I cannot find this box and it’s driving me mad. I had a box, a shoe box and I need it. There were pictures and bits of places I’d been and things I knew I would need later. It’s been 3 years and 18 days since I last opened the box. At first glance, the ordinary look of the contents almost completely masks the truth. It’s a treasure box. I placed the shells and the red rock in the center of my hand. I ran my finger over the perfect little shells last time but felt nothing. Something bigger than a feeling washed over me each time I knew I had found something that needed saving in the box–it was so strong and I knew in life, moments like that were rare.
Had this been a box I had started five years ago, I would not be so concerned about the pictures. All my pictures now are digital and even if my computer fell in a bathtub like it did once– don’t ask, the pictures would be everywhere. I can’t get away from some pictures now. Nothing disappears anymore–my recent life lives in the clouds with everyone else’s. I’m happy the box isn’t in the clouds. It has no business being in the clouds but it has no business being lost either. I don’t need it to remember. I want it to feel. I long for it to take me to a precise point in time and leave me there long enough to feel it again.
It’s rumored that the box is in a storage shed this very moment. My love told me so. I think he thinks I’ll forget about it and his assurances that it’s not lost will put my mind at ease until I forget I need it. We moved last year and some of our things are still at our old house. I think I lose it on purpose because I get so happy when I find it. If it was just there I could pull it out anytime– I don’t want that either.
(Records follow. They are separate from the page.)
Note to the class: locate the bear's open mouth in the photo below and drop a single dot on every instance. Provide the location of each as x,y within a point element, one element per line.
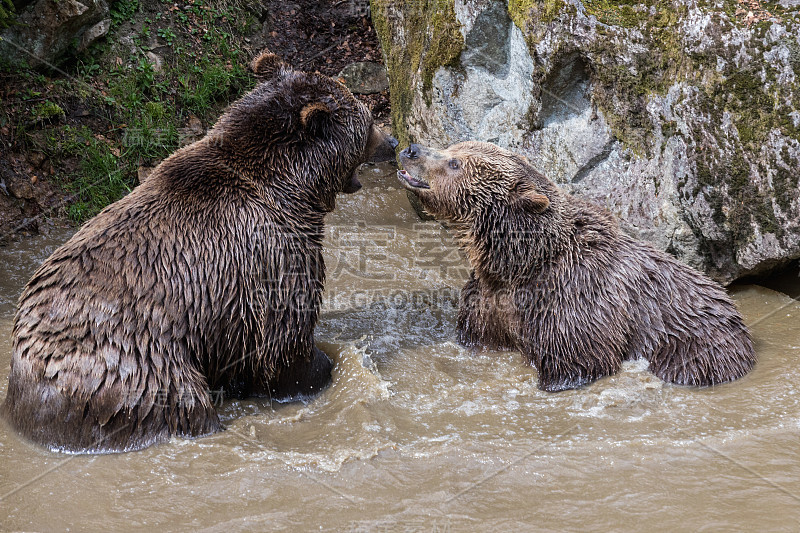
<point>411,181</point>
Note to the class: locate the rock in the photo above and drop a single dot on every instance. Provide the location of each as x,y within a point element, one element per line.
<point>48,28</point>
<point>680,117</point>
<point>365,77</point>
<point>193,131</point>
<point>21,188</point>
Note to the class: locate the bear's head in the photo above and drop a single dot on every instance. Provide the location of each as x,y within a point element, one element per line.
<point>471,180</point>
<point>300,131</point>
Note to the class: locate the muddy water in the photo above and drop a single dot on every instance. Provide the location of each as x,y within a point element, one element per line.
<point>419,434</point>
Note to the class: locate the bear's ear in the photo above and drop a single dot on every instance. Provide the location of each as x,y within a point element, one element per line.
<point>528,198</point>
<point>266,65</point>
<point>315,117</point>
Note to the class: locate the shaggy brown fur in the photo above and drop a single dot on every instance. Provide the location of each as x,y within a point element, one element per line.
<point>554,277</point>
<point>208,276</point>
Among the shells I always come across a spinning pod at the end of a lilac tentacle that was looking to be the last place I would be seen alive. I hated the rides and one of my eyes felt like it was going to pop out of my head. I wanted to let go of the bar supposedly locked in place to keep me in as the spinning went on and on. There was a good foot of empty space between the bar and me and I was skinny back then. I felt like I was going to slide right out. I’d have to take the chance that I would be a one eyed creature if I made it off the ride. I could not let go of the bar, not even to try to comfort my eye and convince it to stay put.
How did I end up on the octo nightmare? I had decided that I was going to do the opposite of what I would normally do. My choices hadn’t been great and as I reverse engineered each disaster, I would have been just fine if I had done the exact opposite of what my gut told me to do. My gut would have never allowed me to get on the octopus spinner. Now my gut was giving my eye competition in the race to exit their permanent residence. My gut was in the lead. The cotton candy blurred past my good eye and as I pressed my chin to my neck, I saw that my shorts were the final resting place of the festively colored snow cone. An old snapshot taken just before I braved the octo spinner is in there. I have my arms around two friends– the three of us with our long black hair and youth that felt like it would last forever.
A traumatic experience can sear a lasting memory. It has also been known to evict the memory to a corner of the mind that is out of reach. I have a wonderful memory. I can recall details from so far back, it’s possible it extends to a time before my spirit entered the current body it resides in. There are other recollections that visit me before they have come to pass. I can remember without the box but it serves another purpose.